Introducing Barbora Trubenová

For those who don't know you: Who is Barbora Trubenová?
I studied Physics and Biology in Slovakia. I then went to the University of Manchester in the UK to do my PhD. Later, I followed my partner to the US, but I couldn't work there because I didn't have a visa. I then applied for a post-doctoral position in Vienna and stayed five years as a post-doctoral fellow. I came here to ETH in the middle of the pandemic and did another postdoc. As a researcher, I changed subjects quite a lot. I started as a physicist, then moved to the evolution of altruism and evolutionary algorithms. And when I came here, I started working on the problem of evolution, and I really like it! So I applied for an SNF fellowship. Since September 2024, I have been an Assistant Professor of Pathogen Evolution at Eawag and in the Department of Environmental Systems Science (D-USYS).

What is your research area?
My research focuses on the mathematical modelling of how drug resistance evolves and spreads in pathogens. Bacteria, parasitic worms and fungi all evolve resistance to drugs we use to treat them. Because they are exposed to the drugs, they mutate and the best ones survive, developing resistance. We are using mathematical modelling to determine the speed of this process and how it is influenced by factors such as drug dosing and environmental factors.
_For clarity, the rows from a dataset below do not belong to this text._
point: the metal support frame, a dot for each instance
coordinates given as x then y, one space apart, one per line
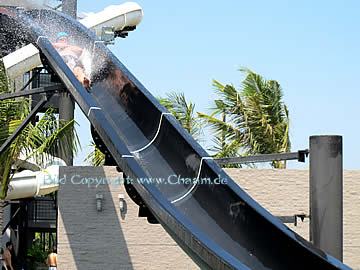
34 91
26 121
10 221
299 156
293 219
30 80
66 102
326 194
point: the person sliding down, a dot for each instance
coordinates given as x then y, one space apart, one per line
71 55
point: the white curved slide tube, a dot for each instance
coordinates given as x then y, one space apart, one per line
27 184
117 16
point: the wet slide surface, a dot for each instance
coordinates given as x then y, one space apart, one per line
213 219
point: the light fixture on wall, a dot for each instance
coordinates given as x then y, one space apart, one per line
99 199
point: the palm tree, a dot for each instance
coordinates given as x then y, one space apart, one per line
96 157
37 141
184 112
254 119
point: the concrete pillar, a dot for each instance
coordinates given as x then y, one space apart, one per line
66 103
326 194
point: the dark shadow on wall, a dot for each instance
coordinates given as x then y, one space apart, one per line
93 238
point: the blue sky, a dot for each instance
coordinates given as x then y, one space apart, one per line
310 47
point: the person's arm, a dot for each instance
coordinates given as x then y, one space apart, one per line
7 260
76 49
59 45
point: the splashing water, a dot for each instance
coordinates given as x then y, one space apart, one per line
25 3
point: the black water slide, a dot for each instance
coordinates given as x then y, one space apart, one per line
212 219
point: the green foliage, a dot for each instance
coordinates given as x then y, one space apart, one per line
36 252
184 112
249 121
96 157
36 141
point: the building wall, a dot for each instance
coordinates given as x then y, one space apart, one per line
88 239
92 240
At the moment, we are focusing on specific aspects, such as how many sets of different chromosomes theses organisms have, or how they live or reproduce.  Some clone, some reproduce sexually. Some live as a biofilm, some freely. By studying how they live, we can gain insights into disease evolution.

What is your research plan?
Our idea is to develop one big model that we can alter using different kinds of modules that we plug together. We can model different organisms depending on what we put together. These organisms differ significantly, so a one-size-fits-all model is not an option. But we can construct a single, comprehensive model comprising numerous modules, allowing for the accurate representation of various pathogens. This model will enable us to model different types of bacteria, or something completely different, for example, parasitic worms. We will have one general model that can be adapted as needed. In order to parameterize these models, we are collecting a lot of data from the internet. And these information is very difficult to find. So we are trying to build a database encompassing as much data as possible. We also want to create some very specific predictions which can be tested experimentally with our collaborators.